Hi all!

I am currently considering an assembling problem. Given is a dense matrix A and a sparse matrix B and the goal is to efficiently compute the matrix H = B^\top (A \otimes A) B. If one expresses the matrix B as B = (\mathrm{vec}(B_1), \dots, \mathrm{vec}(B_n)) with square matrices B_j and where \mathrm{vec}(\cdot) denotes the vectorization of a matrix, then one finds that the (i,j) th entry of H is given by \mathrm{trace}(AB_j A B_i). Matrices of this (and similar) structure appear in interior point methods for solving linear semi-definite programs.

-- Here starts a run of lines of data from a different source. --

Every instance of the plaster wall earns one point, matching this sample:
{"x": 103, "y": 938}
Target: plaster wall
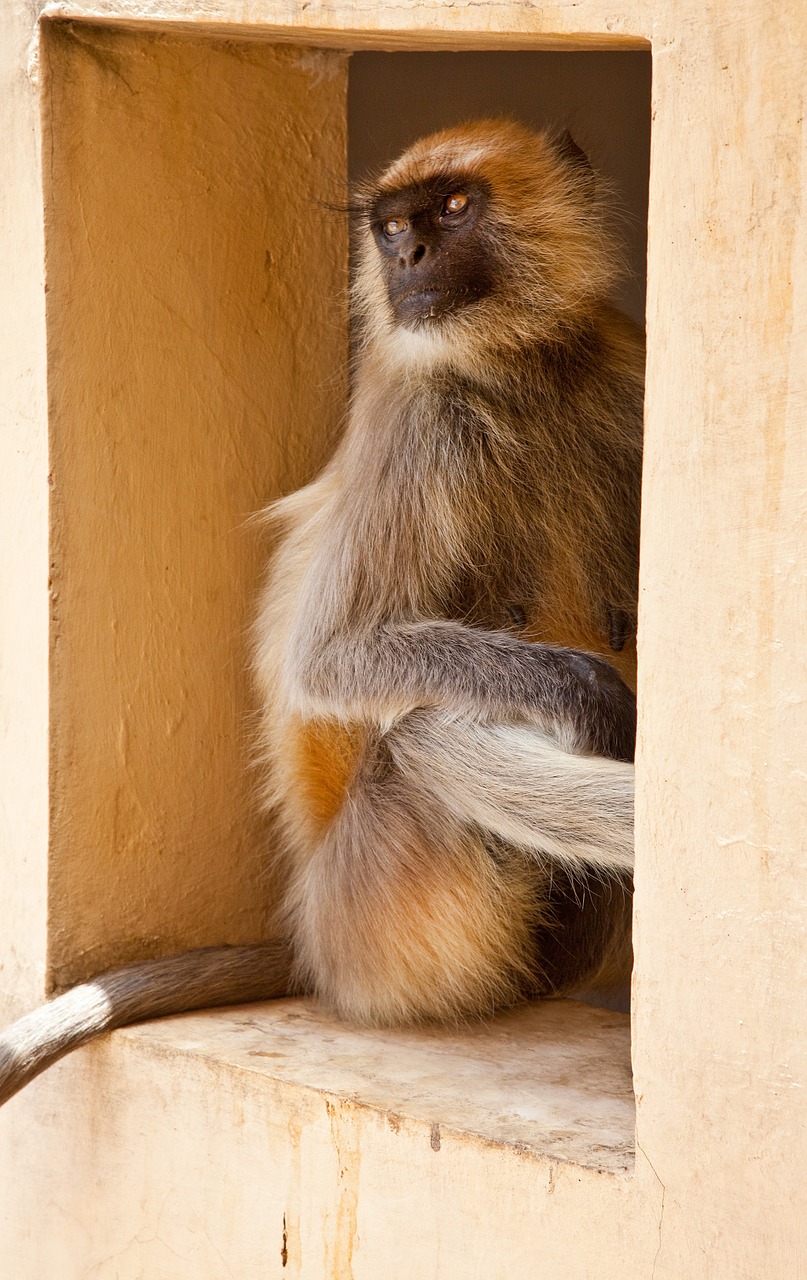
{"x": 190, "y": 382}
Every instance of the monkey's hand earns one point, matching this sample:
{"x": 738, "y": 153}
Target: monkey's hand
{"x": 606, "y": 720}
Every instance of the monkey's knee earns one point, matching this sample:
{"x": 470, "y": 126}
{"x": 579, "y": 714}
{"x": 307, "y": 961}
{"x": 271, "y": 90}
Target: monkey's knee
{"x": 405, "y": 917}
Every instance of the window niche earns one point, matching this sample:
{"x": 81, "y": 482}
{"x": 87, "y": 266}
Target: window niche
{"x": 200, "y": 344}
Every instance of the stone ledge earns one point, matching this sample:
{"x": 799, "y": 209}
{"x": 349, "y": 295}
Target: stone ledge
{"x": 270, "y": 1141}
{"x": 551, "y": 1078}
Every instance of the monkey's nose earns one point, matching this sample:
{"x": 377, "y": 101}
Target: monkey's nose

I have the following Matlab code with which I am quite happy as it is reasonably fast and clean:

```
n = 30;
A = ones(n, n);
B = sprand(n^2, n^2/2, 0.1);
tic
AssemblePartHess(A, B);
toc
function C = AssembleHessian(A, B)
% Number of rows of the matrix A
nA = size(A, 1);
% Build the matrix [A*B1, ..., A*Bn] which is dense in general.
C = reshape(B, nA, []);
C = A * C;
% Generate a 3D array in which C(:, :, j) = A*Bj.
C = reshape(C, nA, nA, []);
% Multiply each of these slices by A from the right.
C = pagemtimes(C, A);
% This reshape results in the matrix [vec(A*B1*A), ..., vec(A*B2*A)]
C = reshape(C, nA^2, []);
% Last multiplication results in desired matrix and is not too
% expensive as B is sparse.
C = B' * C;
end
```

I tried to achieve the same or better in Julia, but so far this didn’t work out as I am not that familiar with it. Here is what I currently have:

```
using LinearAlgebra
using SparseArrays
using BenchmarkTools
n = 30;
A = ones(n, n);
B = sprand(n^2, Int(n^2/2), 0.1);
function fun(A::Matrix{Float64}, B::SparseMatrixCSC{Float64, Int64})
nA = size(A, 1)
C = SparseMatrixCSC(reshape(B, nA, :))
C = A * C
for i in axes(B, 2)
C[:,1+ (i-1)*nA: i*nA] = view(C, :, 1+ (i-1)*nA: i*nA)* A
end
C = reshape(C, nA^2, :)
C = B' * C
return C
end
@btime fun($A, $B);
```

For me this result in

```
29.840 ms (478 allocations: 9.48 MiB)
```

which is, unfortunately, about 3 times slower than the Matlab function.

My output of `versioninfo()`

is

```
Julia Version 1.9.1
Commit 147bdf428c (2023-06-07 08:27 UTC)
Platform Info:
OS: Windows (x86_64-w64-mingw32)
CPU: 8 × Intel(R) Core(TM) i5-8265U CPU @ 1.60GHz
WORD_SIZE: 64
LIBM: libopenlibm
LLVM: libLLVM-14.0.6 (ORCJIT, skylake)
Threads: 8 on 8 virtual cores
Environment:
JULIA_EDITOR = code
```

Any suggestions are welcome. Thanks!